7 comments

  • jsuarez5341 6 minutes ago
    All open source - don't forget to feed the puffer a star! https://github.com/pufferai/pufferlib
  • someoneontenet 9 minutes ago
    Curriculum learning helped me out a lot in this project too https://www.robw.fyi/2025/12/28/solve-hi-q-with-alphazero-an...
  • drubs 6 minutes ago
  • omneity 1 hour ago
    Related, I heard about curriculum learning for LLMs quite often but I couldn’t find a library to order training data by an arbitrary measure like difficulty, so I made one[0].

    What you get is an iterator over the dataset that samples based on how far you are in the training.

    0: https://github.com/omarkamali/curriculus

  • bob1029 42 minutes ago
    > To learn, agents must experience high-value states, which are hard (or impossible) for untrained agents to reach. The endgame-only envs were the final piece to crack 65k. The endgame requires tens of thousands of correct moves where a single mistake ends the game, but to practice, agents must first get there.

    This seems really similar to the motivations around masked language modeling. By providing increasingly-masked targets over time, a smooth difficulty curve can be established. Randomly masking X% of the tokens/bytes is trivial to implement. MLM can take a small corpus and turn it into an astronomically large one.

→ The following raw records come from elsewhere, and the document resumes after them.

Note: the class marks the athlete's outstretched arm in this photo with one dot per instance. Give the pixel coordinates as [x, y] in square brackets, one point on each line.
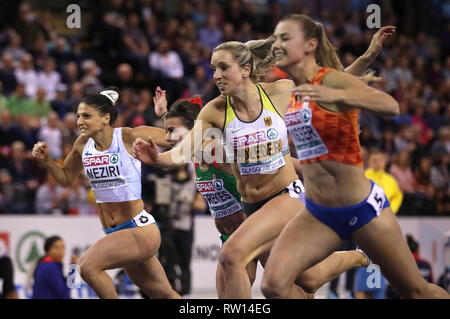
[184, 151]
[72, 166]
[157, 134]
[360, 65]
[347, 92]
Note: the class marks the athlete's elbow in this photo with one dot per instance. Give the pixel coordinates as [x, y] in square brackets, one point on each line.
[391, 107]
[395, 108]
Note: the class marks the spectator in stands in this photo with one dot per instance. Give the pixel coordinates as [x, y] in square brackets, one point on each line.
[49, 198]
[59, 104]
[181, 214]
[424, 266]
[7, 289]
[71, 74]
[7, 74]
[27, 75]
[136, 48]
[9, 132]
[49, 280]
[74, 199]
[49, 79]
[75, 97]
[90, 80]
[69, 130]
[19, 103]
[167, 67]
[3, 99]
[24, 183]
[40, 107]
[210, 35]
[388, 75]
[426, 133]
[51, 134]
[61, 53]
[376, 172]
[15, 48]
[6, 192]
[29, 128]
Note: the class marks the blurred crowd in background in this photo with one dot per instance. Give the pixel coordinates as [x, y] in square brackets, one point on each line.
[46, 69]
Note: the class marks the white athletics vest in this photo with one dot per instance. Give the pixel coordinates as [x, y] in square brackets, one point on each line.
[115, 175]
[258, 146]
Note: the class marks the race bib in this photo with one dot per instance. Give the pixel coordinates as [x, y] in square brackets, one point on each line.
[103, 171]
[257, 152]
[377, 198]
[307, 141]
[220, 201]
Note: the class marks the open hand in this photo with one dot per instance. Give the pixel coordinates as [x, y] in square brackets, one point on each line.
[146, 152]
[41, 152]
[317, 93]
[160, 102]
[378, 39]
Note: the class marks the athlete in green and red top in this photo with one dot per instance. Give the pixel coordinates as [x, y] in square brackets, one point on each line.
[215, 181]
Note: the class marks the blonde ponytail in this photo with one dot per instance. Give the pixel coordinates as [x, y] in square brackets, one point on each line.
[326, 53]
[257, 53]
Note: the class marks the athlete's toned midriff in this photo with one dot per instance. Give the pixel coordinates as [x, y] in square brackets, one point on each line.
[228, 224]
[257, 187]
[113, 214]
[334, 184]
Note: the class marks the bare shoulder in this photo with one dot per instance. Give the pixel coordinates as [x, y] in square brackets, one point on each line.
[214, 111]
[79, 143]
[282, 86]
[339, 80]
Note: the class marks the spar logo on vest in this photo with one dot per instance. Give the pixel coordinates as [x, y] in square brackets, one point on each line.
[210, 186]
[258, 146]
[103, 171]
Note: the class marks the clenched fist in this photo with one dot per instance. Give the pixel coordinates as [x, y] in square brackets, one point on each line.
[41, 152]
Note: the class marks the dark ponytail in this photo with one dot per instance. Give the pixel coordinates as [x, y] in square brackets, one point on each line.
[105, 102]
[412, 243]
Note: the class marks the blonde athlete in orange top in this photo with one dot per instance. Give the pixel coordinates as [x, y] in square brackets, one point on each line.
[340, 201]
[270, 200]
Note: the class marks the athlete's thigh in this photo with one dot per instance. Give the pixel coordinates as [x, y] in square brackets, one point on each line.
[256, 234]
[382, 240]
[122, 247]
[304, 242]
[149, 275]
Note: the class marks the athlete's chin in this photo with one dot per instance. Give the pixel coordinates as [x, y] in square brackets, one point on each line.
[282, 64]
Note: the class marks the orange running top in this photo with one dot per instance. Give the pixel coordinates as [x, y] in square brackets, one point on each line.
[319, 134]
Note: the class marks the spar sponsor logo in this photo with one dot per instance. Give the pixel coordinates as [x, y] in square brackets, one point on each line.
[293, 118]
[29, 249]
[205, 187]
[249, 139]
[96, 160]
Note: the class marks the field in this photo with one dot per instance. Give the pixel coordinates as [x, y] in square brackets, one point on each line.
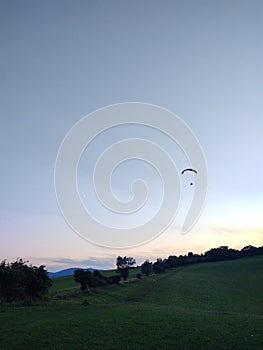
[203, 306]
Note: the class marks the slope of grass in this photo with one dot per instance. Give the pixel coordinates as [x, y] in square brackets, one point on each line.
[205, 306]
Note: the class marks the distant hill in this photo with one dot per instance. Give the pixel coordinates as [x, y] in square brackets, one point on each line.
[66, 272]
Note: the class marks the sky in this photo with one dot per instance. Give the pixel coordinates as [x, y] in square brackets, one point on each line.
[61, 60]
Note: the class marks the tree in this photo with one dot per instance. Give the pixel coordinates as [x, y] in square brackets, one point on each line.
[159, 266]
[84, 278]
[146, 268]
[123, 266]
[19, 281]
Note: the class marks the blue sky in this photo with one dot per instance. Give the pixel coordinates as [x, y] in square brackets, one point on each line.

    • larrydag 40 minutes ago
      perhaps I'm missing something. Why not start the learning at a later state?
      • bob1029 30 minutes ago
        That's effectively what you get in either case. With MLM, on the first learning iteration you might only mask exactly one token per sequence. This is equivalent to starting learning at a later state. The direction of the curriculum flows toward more and more of these being masked over time, which is equivalent to starting from earlier and earlier states. Eventually, you mask 100% of the sequence and you are starting from zero.
      • LatencyKills 27 minutes ago
        If the goal is to achieve end-to-end learning that would be cheating.

        If you sat down to solve a problem you’ve never seen before you wouldn’t even know what a valid “later state” looking like.

  • pedrozieg 29 minutes ago
    What I like about this writeup is that it quietly demolishes the idea that you need DeepMind-scale resources to get “superhuman” RL. The headline result is less about 2048 and Tetris and more about treating the data pipeline as the main product: careful observation design, reward shaping, and then a curriculum that drops the agent straight into high-value endgame states so it ever sees them in the first place. Once your env runs at millions of steps per second on a single 4090, the bottleneck is human iteration on those choices, not FLOPs.

    The happy Tetris bug is also a neat example of how “bad” inputs can act like curriculum or data augmentation. Corrupted observations forced the policy to be robust to chaos early, which then paid off when the game actually got hard. That feels very similar to tricks in other domains where we deliberately randomize or mask parts of the input. It makes me wonder how many surprisingly strong RL systems in the wild are really powered by accidental curricula that nobody has fully noticed or formalized yet.

  • hiddencost 1 hour ago
    Those are not hard tasks ...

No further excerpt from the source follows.